NASA’s Swift satellite has detected an X-ray nova toward the center of the Milky Way Galaxy, signaling the existence of a stellar-mass black hole. The X-ray nova, which produces a growing amount of high-energy X-rays, was previously unknown to scientists and is the first activity of this kind Swift has detected, according to a release from NASA Friday.
On Sept. 16, Swift detected a new, brightening X-ray source a few degrees from the center of the galaxy — a rare X-ray nova. The object has been labeled Swift J1745-26 — the coordinates of its sky position. It is estimated to be between 20,000 and 30,000 light-years from Earth.
The above video produced by NASA’s Goddard Space Flight Center explains how the stellar-mass black hole is detectable via its X-ray signature. Thick dust clouds make it impossible to see in visible light.

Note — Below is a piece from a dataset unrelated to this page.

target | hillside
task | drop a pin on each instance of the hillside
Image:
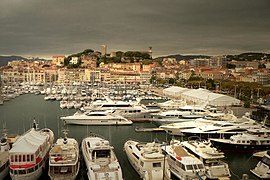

“Bright X-ray novae are so rare that they’re essentially once-a-mission events and this is the first one Swift has seen,” said Neil Gehrels, the mission’s principal investigator, at NASA's Goddard Space Flight Center via a release Friday. "This is really something we've been waiting for."
Swift was launched in 2004 and was created to assist scientists in finding the origin of gamma-ray bursts. It is managed by NASA’s Maryland-based Goddard Space Flight Center in collaboration with Penn State, Los Alamos National Laboratory in New Mexico and Orbital Sciences, Corp. in Dulles, Va.